Pre Test Information:

Clinical History of Patient who is going for FGFR2 Gene Craniosynostosis, nonspecific NGS Genetic DNA Test. A Genetic Counselling session to draw a pedigree chart of family members affected with FGFR2 Gene Craniosynostosis, nonspecific NGS Genetic DNA Test gene FGFR2.

Test Details:

The FGFR2 gene is associated with craniosynostosis, which is a condition characterized by the premature fusion of the bones in the skull. Mutations in the FGFR2 gene can lead to abnormal bone growth and development, resulting in various types of craniosynostosis. Nonspecific NGS genetic testing refers to the use of next-generation sequencing (NGS) technology to analyze multiple genes simultaneously, without targeting a specific gene or condition. This type of testing is often used in cases where the underlying genetic cause is unknown or when there is a suspicion of a genetic disorder but the specific gene(s) involved are uncertain. In the context of craniosynostosis, nonspecific NGS genetic testing can help identify mutations in the FGFR2 gene, as well as other genes that may be associated with craniosynostosis or related conditions. By analyzing multiple genes at once, this testing approach can provide a broader picture of the genetic factors contributing to craniosynostosis. The results of a nonspecific NGS genetic test can help in confirming a diagnosis of craniosynostosis, determining the specific genetic cause, and guiding appropriate management and treatment options. It can also provide valuable information for genetic counseling and family planning.
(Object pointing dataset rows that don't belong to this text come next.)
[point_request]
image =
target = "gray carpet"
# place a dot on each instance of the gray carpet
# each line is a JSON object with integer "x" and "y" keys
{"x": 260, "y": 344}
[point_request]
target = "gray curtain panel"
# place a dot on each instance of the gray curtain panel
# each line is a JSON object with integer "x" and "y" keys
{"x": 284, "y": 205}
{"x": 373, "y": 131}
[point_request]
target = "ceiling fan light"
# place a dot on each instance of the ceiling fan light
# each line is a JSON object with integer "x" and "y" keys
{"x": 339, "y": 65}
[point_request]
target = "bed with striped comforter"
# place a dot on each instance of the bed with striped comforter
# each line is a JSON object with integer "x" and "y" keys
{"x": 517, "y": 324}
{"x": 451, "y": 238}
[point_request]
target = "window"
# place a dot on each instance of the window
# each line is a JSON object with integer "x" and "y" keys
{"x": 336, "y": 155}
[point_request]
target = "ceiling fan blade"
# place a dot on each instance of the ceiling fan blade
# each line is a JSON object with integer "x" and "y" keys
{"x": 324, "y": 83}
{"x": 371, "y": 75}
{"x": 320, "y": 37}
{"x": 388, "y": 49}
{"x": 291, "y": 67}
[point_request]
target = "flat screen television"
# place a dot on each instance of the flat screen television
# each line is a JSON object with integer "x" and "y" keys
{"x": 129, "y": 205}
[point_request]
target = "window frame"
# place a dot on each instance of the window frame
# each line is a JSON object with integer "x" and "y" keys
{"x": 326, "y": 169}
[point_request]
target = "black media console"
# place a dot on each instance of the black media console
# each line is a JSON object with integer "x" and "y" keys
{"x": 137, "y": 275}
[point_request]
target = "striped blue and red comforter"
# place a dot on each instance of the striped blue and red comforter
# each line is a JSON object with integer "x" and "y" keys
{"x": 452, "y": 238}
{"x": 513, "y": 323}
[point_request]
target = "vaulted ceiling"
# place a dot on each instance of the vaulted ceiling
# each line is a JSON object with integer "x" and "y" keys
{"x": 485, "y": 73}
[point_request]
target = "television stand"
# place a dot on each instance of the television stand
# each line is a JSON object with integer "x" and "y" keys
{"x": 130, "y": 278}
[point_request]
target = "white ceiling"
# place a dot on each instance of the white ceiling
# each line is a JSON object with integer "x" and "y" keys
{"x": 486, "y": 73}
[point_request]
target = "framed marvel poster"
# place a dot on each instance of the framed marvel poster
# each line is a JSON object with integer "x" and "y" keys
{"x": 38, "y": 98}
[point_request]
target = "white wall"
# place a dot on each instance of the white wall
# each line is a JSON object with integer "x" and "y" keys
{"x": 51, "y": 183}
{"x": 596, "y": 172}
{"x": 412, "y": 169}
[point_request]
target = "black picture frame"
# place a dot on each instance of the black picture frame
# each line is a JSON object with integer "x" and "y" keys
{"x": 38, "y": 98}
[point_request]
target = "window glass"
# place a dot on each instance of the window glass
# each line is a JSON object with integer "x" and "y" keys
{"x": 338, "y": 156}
Test Name FGFR2 Gene Craniosynostosis nonspecific Genetic Test
Components
Price 4400.0 AED
Sample Condition Blood or Extracted DNA or One drop Blood on FTA Card
Report Delivery 3 to 4 Weeks
Method NGS Technology
Test type Dysmorphology
Doctor Pediatrics
Test Department: Genetics
Pre Test Information Clinical History of Patient who is going for FGFR2 Gene Craniosynostosis, nonspecific NGS Genetic DNA Test. A Genetic Counselling session to draw a pedigree chart of family members affected with FGFR2 Gene Craniosynostosis, nonspecific NGS Genetic DNA Test gene FGFR2
Test Details

The FGFR2 gene is associated with craniosynostosis, which is a condition characterized by the premature fusion of the bones in the skull. Mutations in the FGFR2 gene can lead to abnormal bone growth and development, resulting in various types of craniosynostosis.

Nonspecific NGS genetic testing refers to the use of next-generation sequencing (NGS) technology to analyze multiple genes simultaneously, without targeting a specific gene or condition. This type of testing is often used in cases where the underlying genetic cause is unknown or when there is a suspicion of a genetic disorder but the specific gene(s) involved are uncertain.

In the context of craniosynostosis, nonspecific NGS genetic testing can help identify mutations in the FGFR2 gene, as well as other genes that may be associated with craniosynostosis or related conditions. By analyzing multiple genes at once, this testing approach can provide a broader picture of the genetic factors contributing to craniosynostosis.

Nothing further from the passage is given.